# Pope John Paul Supported Sikhs On Various Issues



## Neutral Singh (Apr 5, 2005)

http://www.tribuneindia.com/2005/20050404/punjab1.htm

Amritsar, April 3
The meeting of Giani Joginder Singh Vedanti, Jathedar, Akal Takht, and Pope John Paul II in January 2002 would be remembered as a "historic event" when the former and his team was allowed to carry a three-foot long kirpan during his visit to Assisi and Vatican to mark the Prayer for World Peace. 

It was after initial hiccups that security agencies had allowed them to carry the kirpan. Initially, senior officials of the security agencies had told the Jathedar that nobody could carry any "weapon". The security agencies were extra cautious about the security as the World Peace Prayer was held a few months after the 9/11 attack on the twin towers of the USA. However, the religious personalities who accompanied the Jathedar told them that kirpan was part of the ceremonial dress of the
Jathedar and he could not part with it. 

Mr Prithipal Singh Sandhu, who accompanied the Jathedar as his secretary, told TNS that after detailed discussions, officials of Vatican and Assisi agreed to permit Jathedar Vedanti, Baba Mohinder Singh of 
'Nishkam Sewak Jatha', UK, Baba Daljit Singh Chicago and Mr Harbans Singh, president of the Sikh Religious Society, Italy, to carry the full-length kirpan. 

Meanwhile, Sikhs around the world remember the intrepid Pope for his moral support to the community on human rights. The Pope had rallied 
behind them on various occasions. According to the United Sikhs Mission, only last year Pope John Paul II threw his weight behind Sikhs to oppose the French Government's ban on religious signs, including the Sikh turban, at schools, saying ''the government cannot be an arbiter in any religious matter.'' Mr Sameep Singh, inter-faith director of United Sikhs, a global human development organization, said the Pope had always supported the cause of the community and worked for the betterment of Sikhs globally. 
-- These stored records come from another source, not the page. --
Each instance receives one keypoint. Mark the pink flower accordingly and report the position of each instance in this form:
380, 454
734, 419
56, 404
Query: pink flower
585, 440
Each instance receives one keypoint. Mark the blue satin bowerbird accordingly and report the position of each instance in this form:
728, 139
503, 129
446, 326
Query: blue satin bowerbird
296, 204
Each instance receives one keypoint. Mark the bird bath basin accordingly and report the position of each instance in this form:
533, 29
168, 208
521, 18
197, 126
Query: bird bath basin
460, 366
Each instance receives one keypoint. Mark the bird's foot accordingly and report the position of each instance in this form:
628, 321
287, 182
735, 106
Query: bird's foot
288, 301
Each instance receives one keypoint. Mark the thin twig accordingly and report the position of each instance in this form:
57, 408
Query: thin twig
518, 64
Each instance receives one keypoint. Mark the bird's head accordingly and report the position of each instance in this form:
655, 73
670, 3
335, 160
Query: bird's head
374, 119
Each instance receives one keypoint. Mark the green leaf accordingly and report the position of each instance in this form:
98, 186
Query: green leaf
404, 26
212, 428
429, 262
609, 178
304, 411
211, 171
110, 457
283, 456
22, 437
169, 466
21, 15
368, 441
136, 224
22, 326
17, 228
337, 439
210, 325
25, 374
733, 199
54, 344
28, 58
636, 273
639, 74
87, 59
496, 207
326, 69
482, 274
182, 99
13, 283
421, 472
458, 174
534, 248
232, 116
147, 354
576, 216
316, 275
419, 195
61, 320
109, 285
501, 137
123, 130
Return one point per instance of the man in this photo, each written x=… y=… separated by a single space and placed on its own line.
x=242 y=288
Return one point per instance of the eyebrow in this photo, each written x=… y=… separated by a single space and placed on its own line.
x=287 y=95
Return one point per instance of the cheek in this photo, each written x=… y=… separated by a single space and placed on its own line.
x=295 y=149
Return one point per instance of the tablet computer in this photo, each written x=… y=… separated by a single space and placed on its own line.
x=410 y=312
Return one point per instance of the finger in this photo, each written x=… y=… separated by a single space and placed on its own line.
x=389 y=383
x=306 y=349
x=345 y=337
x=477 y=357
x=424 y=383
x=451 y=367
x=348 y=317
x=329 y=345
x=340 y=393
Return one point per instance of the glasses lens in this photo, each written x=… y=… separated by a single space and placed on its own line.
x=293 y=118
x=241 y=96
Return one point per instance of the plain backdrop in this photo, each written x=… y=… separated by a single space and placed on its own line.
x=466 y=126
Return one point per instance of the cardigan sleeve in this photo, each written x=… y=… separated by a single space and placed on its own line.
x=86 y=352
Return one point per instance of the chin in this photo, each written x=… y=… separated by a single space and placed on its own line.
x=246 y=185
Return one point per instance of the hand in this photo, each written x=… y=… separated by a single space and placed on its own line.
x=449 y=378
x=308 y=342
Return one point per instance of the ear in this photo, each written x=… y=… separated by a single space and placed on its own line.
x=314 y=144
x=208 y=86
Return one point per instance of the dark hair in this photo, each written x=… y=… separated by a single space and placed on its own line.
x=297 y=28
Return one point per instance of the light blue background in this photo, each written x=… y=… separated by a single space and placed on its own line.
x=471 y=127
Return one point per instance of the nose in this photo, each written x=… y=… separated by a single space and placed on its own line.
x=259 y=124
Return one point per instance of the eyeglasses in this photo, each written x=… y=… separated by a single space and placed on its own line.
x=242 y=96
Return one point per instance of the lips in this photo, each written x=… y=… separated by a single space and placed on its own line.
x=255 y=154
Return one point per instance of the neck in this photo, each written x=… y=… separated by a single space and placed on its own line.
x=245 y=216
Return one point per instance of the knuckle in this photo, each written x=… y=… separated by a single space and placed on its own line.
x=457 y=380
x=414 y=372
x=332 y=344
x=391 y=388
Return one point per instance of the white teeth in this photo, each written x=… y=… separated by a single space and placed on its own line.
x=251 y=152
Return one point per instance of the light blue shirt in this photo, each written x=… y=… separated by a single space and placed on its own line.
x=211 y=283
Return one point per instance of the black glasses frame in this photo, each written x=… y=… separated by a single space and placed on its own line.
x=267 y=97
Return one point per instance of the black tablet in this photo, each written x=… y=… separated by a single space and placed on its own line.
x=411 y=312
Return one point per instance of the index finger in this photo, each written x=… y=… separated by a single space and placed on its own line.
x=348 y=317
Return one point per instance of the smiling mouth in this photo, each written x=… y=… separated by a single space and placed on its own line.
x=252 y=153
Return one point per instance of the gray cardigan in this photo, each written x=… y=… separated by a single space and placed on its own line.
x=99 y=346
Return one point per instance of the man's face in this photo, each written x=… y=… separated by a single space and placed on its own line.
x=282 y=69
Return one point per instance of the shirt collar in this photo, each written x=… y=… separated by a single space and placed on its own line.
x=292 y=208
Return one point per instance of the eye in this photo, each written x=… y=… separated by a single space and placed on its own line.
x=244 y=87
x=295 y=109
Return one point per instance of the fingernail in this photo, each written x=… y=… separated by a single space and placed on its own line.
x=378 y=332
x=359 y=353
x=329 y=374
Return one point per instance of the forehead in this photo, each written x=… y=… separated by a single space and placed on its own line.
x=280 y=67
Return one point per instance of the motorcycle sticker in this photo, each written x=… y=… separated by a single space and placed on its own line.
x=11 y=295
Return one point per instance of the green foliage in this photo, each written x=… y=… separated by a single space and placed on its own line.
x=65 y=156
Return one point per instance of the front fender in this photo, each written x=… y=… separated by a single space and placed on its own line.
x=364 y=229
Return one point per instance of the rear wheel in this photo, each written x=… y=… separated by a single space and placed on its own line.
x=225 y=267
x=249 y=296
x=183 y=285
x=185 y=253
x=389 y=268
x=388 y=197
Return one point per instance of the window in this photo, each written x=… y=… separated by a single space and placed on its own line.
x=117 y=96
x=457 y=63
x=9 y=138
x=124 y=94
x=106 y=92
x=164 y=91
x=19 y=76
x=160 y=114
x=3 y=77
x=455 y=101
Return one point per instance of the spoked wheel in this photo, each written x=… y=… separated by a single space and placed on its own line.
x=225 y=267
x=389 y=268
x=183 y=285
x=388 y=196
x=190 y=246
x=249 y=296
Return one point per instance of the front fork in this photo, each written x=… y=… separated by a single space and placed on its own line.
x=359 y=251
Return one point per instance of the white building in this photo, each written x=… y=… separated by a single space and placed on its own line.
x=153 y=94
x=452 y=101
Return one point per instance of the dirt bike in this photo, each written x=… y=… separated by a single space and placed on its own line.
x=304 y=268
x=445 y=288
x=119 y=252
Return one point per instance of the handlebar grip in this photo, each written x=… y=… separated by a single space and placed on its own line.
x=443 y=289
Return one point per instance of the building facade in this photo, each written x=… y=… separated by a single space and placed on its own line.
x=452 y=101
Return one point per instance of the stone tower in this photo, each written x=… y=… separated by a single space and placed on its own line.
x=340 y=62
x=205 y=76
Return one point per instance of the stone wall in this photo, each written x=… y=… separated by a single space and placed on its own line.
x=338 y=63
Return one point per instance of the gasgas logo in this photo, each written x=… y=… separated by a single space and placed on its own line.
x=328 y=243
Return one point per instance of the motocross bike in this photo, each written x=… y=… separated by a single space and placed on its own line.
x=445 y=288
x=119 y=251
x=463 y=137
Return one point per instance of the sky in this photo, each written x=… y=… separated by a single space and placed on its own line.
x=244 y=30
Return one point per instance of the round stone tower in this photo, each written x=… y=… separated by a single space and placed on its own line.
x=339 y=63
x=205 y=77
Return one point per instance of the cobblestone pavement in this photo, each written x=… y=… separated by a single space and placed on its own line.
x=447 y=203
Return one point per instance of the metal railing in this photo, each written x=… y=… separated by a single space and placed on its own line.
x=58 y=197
The Pope's message had come after the Sikh community sought his intervention to oppose the French ban on the Sikh turban, an expression of the Sikh identity and faith. Pope John Paul II, in his message, had said, "In recent times, we have witnessed in some European countries an attitude that could endanger the effective respect for religious freedom. Everyone may agree to respect the religious sentiment of individuals but the same cannot be said of the religious factor, that is the social dimension of religions."


----------



## Sher Singh (Apr 19, 2005)

The Pope was a good man. God Bless!


----------